The Mission Hill Historic District was established in 1975. It and the Downtown Neighborhood District to the south are also Santa Cruz Landmark Districts. The district is bounded roughly by the following streets: Mora, North Pacific, Chestnut, and Highway 1. The district contains approximately 75 buildings. The Mission Hill District was included on the National Register of Historic Places for the following reasons:
- It is the birthplace of Santa Cruz, the first permanent European settlement in Santa Cruz County;
- Until the gold rush, it was the religious, commercial, industrial, and agricultural center of the County.
- It was pre-eminent in the Spanish-Native American and Mexican periods and important during the American period of history.
It is important to note that the area of the mission complex was a prehistoric site of local Indian habitation some time prior to the construction of the mission. This part of the area has been given the California Sate Site Designation #Ca-Scr-114.
A list of important businesses and institutions that established themselves in the neighborhood in the three decades after statehood would include the following:
1849 Thomas Fullon’s hotel and saddelry building which was later purchased by the County and used as a school, courthouse and poor house
1850 Methodist Episcopal Church, first protestant church in Santa Cruz
1854 Jail building
1856 Mission Hill public school
1856 Holy Cross wooden church
1860 Temperance Hall, the early day community and social center
1860 James Leslie’s Store
1862 Sister’s of Charity Girl’s Academy
1872 Jackson Sylvar’s saloon
1884 Holy Cross brick church (present church)
The development of Mission Hill can be summarized as a gradual transition from the center of activity at the start of the Gold Rush to a predominantly residential district by the turn of the century. One the district’s greatest assets is its undisturbed character and central plaza park. The chief feature of the district is the 149 foot spire of Holy Cross Church seen above the lawns and trees of the former Mission quadrangle and also known as the upper plaza. It is this feature which lifts the district out of the ordinary, and creates an atmosphere of tranquility and timelessness.
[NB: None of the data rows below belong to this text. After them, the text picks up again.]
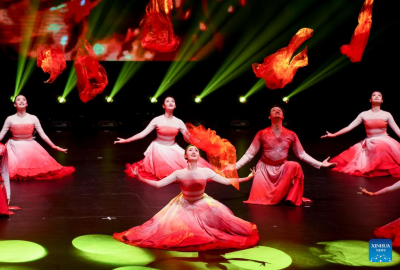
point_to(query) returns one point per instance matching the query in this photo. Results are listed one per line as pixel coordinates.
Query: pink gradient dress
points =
(164, 155)
(193, 221)
(25, 158)
(277, 179)
(3, 200)
(378, 154)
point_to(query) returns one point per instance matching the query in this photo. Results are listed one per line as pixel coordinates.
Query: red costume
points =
(193, 221)
(3, 193)
(25, 157)
(164, 155)
(277, 179)
(378, 154)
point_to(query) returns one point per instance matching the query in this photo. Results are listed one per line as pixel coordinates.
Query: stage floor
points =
(68, 223)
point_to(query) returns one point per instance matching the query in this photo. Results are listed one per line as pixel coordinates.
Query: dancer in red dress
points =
(278, 179)
(391, 230)
(192, 221)
(378, 154)
(28, 160)
(164, 155)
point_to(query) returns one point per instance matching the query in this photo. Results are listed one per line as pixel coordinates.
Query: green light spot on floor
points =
(17, 251)
(104, 249)
(349, 252)
(259, 258)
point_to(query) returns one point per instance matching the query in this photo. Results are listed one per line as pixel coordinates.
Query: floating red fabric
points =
(157, 30)
(360, 36)
(51, 60)
(220, 152)
(92, 77)
(279, 69)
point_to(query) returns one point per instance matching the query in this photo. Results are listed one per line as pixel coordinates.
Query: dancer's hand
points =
(327, 164)
(58, 148)
(120, 140)
(365, 192)
(252, 173)
(136, 174)
(328, 135)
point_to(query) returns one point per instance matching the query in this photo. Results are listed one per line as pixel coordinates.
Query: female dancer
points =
(378, 154)
(192, 221)
(164, 155)
(3, 194)
(391, 230)
(26, 158)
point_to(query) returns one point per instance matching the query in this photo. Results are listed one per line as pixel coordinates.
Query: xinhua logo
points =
(380, 250)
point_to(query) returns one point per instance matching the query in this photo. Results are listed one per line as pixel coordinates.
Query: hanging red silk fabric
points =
(220, 152)
(279, 68)
(92, 77)
(51, 60)
(157, 29)
(360, 36)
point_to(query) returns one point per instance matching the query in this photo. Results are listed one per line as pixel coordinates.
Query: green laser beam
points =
(337, 63)
(181, 66)
(24, 69)
(248, 49)
(330, 68)
(260, 84)
(235, 66)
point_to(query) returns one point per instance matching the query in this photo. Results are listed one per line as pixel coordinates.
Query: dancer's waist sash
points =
(271, 162)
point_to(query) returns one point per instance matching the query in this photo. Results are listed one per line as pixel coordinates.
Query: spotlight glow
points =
(109, 99)
(61, 99)
(153, 100)
(18, 251)
(197, 99)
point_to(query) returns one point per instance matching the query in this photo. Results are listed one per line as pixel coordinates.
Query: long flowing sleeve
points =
(393, 125)
(251, 152)
(40, 130)
(301, 154)
(5, 128)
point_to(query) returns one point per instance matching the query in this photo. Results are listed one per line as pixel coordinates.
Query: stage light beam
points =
(61, 99)
(197, 99)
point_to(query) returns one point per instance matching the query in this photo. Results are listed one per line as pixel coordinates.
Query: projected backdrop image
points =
(164, 30)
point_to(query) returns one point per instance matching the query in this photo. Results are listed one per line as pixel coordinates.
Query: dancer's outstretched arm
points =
(393, 125)
(45, 138)
(150, 127)
(162, 183)
(391, 188)
(226, 181)
(353, 124)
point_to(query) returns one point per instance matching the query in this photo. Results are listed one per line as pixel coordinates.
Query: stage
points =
(68, 223)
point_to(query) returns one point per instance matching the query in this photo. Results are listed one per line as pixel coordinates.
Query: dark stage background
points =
(329, 105)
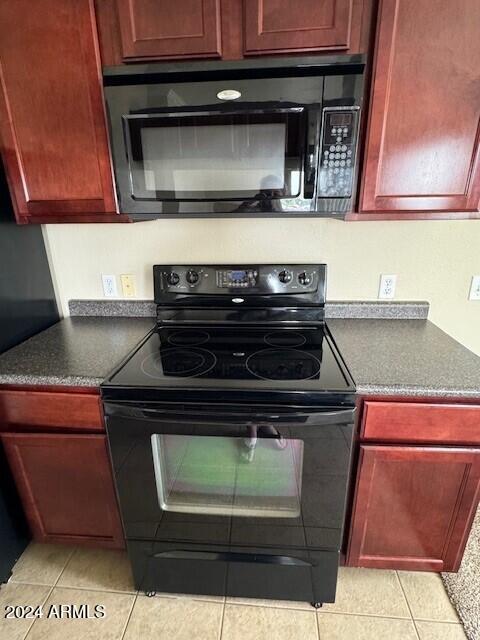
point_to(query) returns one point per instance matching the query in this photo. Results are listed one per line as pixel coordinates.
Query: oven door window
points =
(216, 156)
(214, 475)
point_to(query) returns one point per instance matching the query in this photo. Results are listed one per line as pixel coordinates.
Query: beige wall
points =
(434, 260)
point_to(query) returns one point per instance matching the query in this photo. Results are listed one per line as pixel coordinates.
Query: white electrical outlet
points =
(387, 286)
(475, 288)
(109, 286)
(128, 285)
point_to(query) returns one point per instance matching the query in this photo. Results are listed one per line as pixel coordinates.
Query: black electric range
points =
(230, 428)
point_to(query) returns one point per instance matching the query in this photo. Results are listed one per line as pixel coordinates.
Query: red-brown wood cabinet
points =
(61, 466)
(415, 503)
(53, 133)
(423, 141)
(229, 29)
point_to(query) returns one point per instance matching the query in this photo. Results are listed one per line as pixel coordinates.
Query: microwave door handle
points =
(311, 152)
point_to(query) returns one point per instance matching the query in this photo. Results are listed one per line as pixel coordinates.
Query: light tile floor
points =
(371, 605)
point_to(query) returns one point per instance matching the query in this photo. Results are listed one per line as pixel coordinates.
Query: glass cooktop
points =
(243, 357)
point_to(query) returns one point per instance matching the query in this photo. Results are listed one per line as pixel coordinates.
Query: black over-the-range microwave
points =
(252, 138)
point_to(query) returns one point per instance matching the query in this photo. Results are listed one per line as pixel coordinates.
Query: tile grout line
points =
(43, 604)
(317, 622)
(408, 605)
(65, 566)
(52, 587)
(129, 617)
(221, 621)
(333, 613)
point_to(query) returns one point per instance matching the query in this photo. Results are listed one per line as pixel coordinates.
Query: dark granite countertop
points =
(406, 357)
(75, 351)
(410, 357)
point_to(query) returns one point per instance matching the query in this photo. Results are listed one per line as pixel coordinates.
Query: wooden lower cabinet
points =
(66, 486)
(413, 507)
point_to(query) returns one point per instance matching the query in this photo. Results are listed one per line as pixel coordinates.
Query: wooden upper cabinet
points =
(231, 29)
(423, 146)
(289, 25)
(162, 29)
(413, 507)
(52, 122)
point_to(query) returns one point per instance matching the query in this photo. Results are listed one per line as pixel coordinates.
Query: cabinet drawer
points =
(421, 422)
(46, 409)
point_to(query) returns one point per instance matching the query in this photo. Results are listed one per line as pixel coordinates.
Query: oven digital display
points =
(340, 119)
(238, 275)
(237, 278)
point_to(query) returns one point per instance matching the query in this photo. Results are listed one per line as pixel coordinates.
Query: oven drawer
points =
(260, 573)
(421, 422)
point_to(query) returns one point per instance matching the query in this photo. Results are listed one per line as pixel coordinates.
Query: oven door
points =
(231, 475)
(230, 500)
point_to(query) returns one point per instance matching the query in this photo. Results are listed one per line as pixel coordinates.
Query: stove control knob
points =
(304, 278)
(192, 276)
(285, 276)
(173, 278)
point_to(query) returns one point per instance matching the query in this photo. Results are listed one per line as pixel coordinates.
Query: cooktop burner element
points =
(283, 364)
(285, 338)
(181, 362)
(184, 337)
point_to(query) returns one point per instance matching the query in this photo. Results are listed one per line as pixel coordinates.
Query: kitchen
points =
(398, 267)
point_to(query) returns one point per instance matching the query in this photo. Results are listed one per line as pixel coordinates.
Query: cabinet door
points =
(289, 25)
(422, 150)
(158, 29)
(52, 122)
(413, 507)
(66, 487)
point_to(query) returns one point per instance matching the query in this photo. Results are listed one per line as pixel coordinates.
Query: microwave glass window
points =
(214, 475)
(211, 157)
The Neary Rodriguez Adobe at the eastern end of School Street was constructed between 1791-1833 in the Spanish Mission style. The current Holy Cross Church at 126 High Street was built in the Gothic Revival style during the 1885-1889 period. Design elements include a high masonry steeple and molded roof that enhance the building’s soaring verticality. Other details include brick buttresses, lancet windows and doors and a multifoil window over the entrance.
There are several houses along Sylvar, Mission and Green Streets which stand out for their large size and accomplished architecture. 207 Mission Street is a spectacular two-story Stick Villa with Stick-Eastlake ornament applied to Italian Villa form, constructed 1883-86. 217 Mission Street is a Colonial Revival/Queen Anne house. It was built in 1904-05 and designed by Edward Van Cleek for Louis Wessendorf, a German-born upholsterer. 222 Mission is a Gothic Revival style house built in 1870 with a unique decorative bargeboard design. 120 Green Street is a Spanish Colonial Revival style house constructed in 1922-24 and designed by William Weeks. 123 Green Street is a square-fronted, two-story Italianate style house with a low-hipped roof. This building started out as the first building for a protestant church in Santa Cruz, built in 1850 for the Methodists and originally located at the southeast corner of Green and Mission Streets. 134 Green Street is a Craftsman Bungalow built in 1915. 105 Sylvar Street is a two and one half story Eastlake house built in 1887 with an encircling veranda. 109 Sylvar Street was constructed by Francisco Alzina in 1850. It is a clapboarded saltbox, customarily referred to as the oldest frame house in the City. 125 Sylvar is a Prairie-Style Craftsman Bungalow built in 1915.